Will Camera Phones Replace Cameras?

iPhone 4S has an 8 Megapixel Camera

Apple fans, including co-founder Steve Wozniak, were lined up on Friday morning for a chance to buy the iPhone 4S. It contains an A5 processor (the same one in the iPad 2), which Apple says will render data twice as fast as the iPhone 4 and graphics up to seven times faster.

The 5MP camera on the Iphone 4 has been bumped up to 8MP, which Apple claims “might be the best camera ever on a phone”. It also has a bigger aperture of f2.4, while the illumination sensor has been improved, and there’s additional face detection. The video camera can shoot in HD 1080p rather than HD 720p, and it has added video stabilization that the Iphone 4 camera doesn’t have.

Can the iPhone replace my DSLR 8MP camera?  I think in time they might be able to do that, but for right now no and here are some of the reasons.

Sensor Size

Power-lines as you know can cause interference in your car’s radio the closer you get to them. Nikon P700 ISO 100, f/5.6, 1/60

The sensor they use in a camera phone isn’t the same size sensor they use in your DSLR.  While the megapixel count maybe the same the pixels are small and more compact.  The closer these pixels are to each other the same affect happens as when your car is closer to the power-lines and you are listening to your radio, you get interference.

You can hear the “noise” on your radio and you will see the “noise” in your photos.
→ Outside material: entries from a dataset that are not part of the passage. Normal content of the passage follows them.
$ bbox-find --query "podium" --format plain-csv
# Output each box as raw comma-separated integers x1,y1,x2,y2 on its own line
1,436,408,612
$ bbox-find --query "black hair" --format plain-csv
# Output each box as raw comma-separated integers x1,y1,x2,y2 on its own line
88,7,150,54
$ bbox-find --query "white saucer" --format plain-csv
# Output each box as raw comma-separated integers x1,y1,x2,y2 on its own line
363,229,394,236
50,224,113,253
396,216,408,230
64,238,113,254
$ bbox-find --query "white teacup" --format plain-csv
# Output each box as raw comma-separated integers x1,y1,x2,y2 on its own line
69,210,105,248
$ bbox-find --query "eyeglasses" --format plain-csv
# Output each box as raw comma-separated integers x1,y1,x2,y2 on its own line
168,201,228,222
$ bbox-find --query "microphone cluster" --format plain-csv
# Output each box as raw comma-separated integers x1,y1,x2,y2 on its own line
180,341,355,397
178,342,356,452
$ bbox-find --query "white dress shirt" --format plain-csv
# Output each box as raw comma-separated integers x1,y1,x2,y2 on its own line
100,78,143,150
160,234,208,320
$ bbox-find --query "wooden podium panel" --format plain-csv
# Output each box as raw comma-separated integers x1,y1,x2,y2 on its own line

There is no grain in digital like we had with film, but the effect looks similar.  The more “noise” the grainier the photo looks.
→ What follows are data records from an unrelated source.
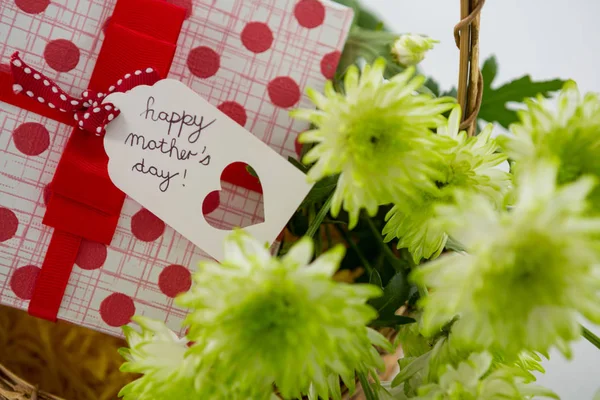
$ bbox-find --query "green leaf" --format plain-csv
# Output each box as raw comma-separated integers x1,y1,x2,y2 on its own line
356,6,385,31
338,27,402,79
287,211,309,237
331,0,361,24
331,0,387,31
481,55,498,86
300,176,337,208
370,315,415,328
424,78,441,97
368,270,409,318
369,269,383,289
442,86,458,99
335,225,374,275
287,156,309,173
391,352,431,387
305,192,334,238
479,55,567,128
364,217,409,273
332,0,359,10
357,371,379,400
407,285,420,306
582,325,600,351
332,0,359,12
245,165,259,178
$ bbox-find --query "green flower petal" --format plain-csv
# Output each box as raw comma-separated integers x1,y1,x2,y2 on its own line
411,351,557,400
118,317,198,400
414,162,600,358
383,105,511,263
176,231,387,399
500,81,600,213
291,58,455,229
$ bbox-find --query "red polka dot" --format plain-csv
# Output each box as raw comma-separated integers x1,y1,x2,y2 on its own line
75,239,107,270
241,22,274,54
321,51,341,80
13,122,50,156
218,101,247,127
100,293,135,327
10,265,40,300
268,77,301,108
165,0,193,19
158,264,192,298
202,191,220,215
44,39,80,72
15,0,50,14
295,135,303,157
187,47,220,79
294,0,326,29
0,64,10,74
0,208,18,243
131,208,165,242
42,183,52,205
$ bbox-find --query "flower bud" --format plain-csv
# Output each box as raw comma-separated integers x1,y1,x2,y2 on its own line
392,34,438,66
As I was taking my morning walk I saw this and it helped me think of a way to explain noise in photos. Nikon P7000 ISO 100, f/5.6, 1/110

As electronics get smaller and they have electricity running through them this creates heat and the smaller the electronics the heat tends to increase. This is one of the things being tackled with nanotechnology.

Processor

Processor in iPhone 4S and iPad 2

The A5 processor in the new phone is faster than the older processor, but this isn’t the only thing that determines quality of your image. The software in the phone processes the image from the chip and turns it into a JPEG.  This process presently tends to make some judgement calls and gives some smearing affect as compared to an image shot on a DSLR in RAW.
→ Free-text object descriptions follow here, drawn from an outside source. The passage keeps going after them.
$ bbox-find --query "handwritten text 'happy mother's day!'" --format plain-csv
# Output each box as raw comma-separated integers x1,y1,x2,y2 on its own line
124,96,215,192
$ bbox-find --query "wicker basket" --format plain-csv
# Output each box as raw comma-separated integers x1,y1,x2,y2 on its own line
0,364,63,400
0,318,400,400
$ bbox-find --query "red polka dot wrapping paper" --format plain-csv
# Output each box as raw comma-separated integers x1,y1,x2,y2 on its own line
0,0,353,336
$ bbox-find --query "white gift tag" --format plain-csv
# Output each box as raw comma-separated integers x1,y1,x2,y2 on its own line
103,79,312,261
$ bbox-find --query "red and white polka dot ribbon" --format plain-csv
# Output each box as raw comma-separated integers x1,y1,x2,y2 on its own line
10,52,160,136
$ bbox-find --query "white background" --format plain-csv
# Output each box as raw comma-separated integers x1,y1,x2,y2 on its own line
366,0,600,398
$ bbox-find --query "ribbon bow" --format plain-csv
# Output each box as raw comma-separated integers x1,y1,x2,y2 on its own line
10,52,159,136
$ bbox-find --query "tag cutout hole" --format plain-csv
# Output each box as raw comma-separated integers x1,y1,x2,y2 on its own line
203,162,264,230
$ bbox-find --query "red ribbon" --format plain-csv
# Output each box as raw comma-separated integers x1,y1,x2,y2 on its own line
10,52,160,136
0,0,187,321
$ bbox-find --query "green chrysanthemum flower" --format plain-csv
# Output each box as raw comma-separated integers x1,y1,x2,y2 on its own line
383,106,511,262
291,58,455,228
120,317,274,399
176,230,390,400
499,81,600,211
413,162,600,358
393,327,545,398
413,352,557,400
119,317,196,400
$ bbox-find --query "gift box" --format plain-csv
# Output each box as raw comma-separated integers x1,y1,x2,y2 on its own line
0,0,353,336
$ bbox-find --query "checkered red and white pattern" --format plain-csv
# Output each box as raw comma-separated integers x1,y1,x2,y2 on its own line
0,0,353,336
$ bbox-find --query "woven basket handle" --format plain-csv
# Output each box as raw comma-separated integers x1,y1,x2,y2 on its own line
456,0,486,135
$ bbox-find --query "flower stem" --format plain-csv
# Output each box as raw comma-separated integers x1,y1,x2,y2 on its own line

When you can shoot RAW on your camera phone which gives your more control then you maybe able to do a great deal more.

Lens, Shutter Speed and Aperture

Right now most phones do not give you controls over the aperture to change it.  You just have a box camera. In many ways the camera in your phone is very similar to the Kodak box camera that they first introduced more than 130 years ago.  You couldn’t control the shutter speed, the aperture the focus or the ISO on the camera.  For the most part this is why the camera phone isn’t replacing anytime soon the DSLR or even the point and shoot cameras.

What you gain in convenience with the camera phone you often give up many controls which can make your images a higher quality.

Why I like my Nikon P7000

Another photo from my early morning walk with my Nikon P7000 ISO 100, f/5.6, 1/550
Fall leaves are changing on my street. Nikon P7000 ISO 100, f/4.5, 1/100

For all the reasons the iPhone 4S has deficiencies is why I love my Nikon P7000. The sensor is bigger and so less noise.  While it is only 10 megapixel and not all that bigger file size than the 8 megapixel iPhone, it is a cleaner file.

I can shoot RAW in addition to the JPEGs.  My camera offers Fine, Medium and Basic JPEGs where as with most camera phones you have no options.  I believe most of them are shooting a Basic JPEG due to the quality I see in them.

I can pick my ISO, my aperture, my shutter speed and I have an optical zoom.  My camera phone has none of these options.

Until all these are in the camera phone, the camera phone will be used for convenience, but I will most certainly still want to use my other cameras for images with enough quality to hang on my walls.